Obviamente não é disso que a Bíblia fala quando se refere à união do Corpo de Cristo, que não pode ser abalada, ou à unidade do Espírito que os crentes devem guardar. Se observar as sete cartas às sete igrejas em Apocalipse 2 e 3 elas eram distintas, porque cada igreja ali passava por exercícios distintos. E nas cartas dos apóstolos às igrejas eles tratavam também de questões muito particulares de cada assembleia, apesar de encorajarem que uma igreja lesse a carta enviada à outra — e todos nós lemos hoje todas elas por formarem a doutrina apostólica. Mas é inegável que cada assembleia de irmãos reunidos passa por diferentes problemas e dificuldades, e que a direção para cada uma é dada pelo Espírito Santo presente naqueles e no meio daqueles reunidos.
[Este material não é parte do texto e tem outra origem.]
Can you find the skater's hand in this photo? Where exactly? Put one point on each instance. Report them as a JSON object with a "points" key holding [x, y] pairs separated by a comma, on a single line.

O princípio encontrado nas Escrituras é que o Espírito Santo — e não um líder sentado no trono de uma sede mundial — é quem conhece essas dificuldades locais e saberá como tratá-las. “A manifestação do Espírito é dada a cada um para o que for útil... Mas um só e o mesmo Espírito opera todas essas coisas, repartindo particularmente a cada um como [ELE] quer” (1 Co 12:7). Tampouco os crentes, quando reunidos, devem ficar sujeitos ao ministério de algum clero formado por líderes, mas o Espírito pode usar quem ele quiser para trazer aquilo que ele achar necessário. O único texto que é absoluto entre todos os salvos é a Bíblia, a Palavra de Deus. “Porque todos podereis profetizar, uns depois dos outros; para que todos aprendam, e todos sejam consolados” (1 Co 14:31).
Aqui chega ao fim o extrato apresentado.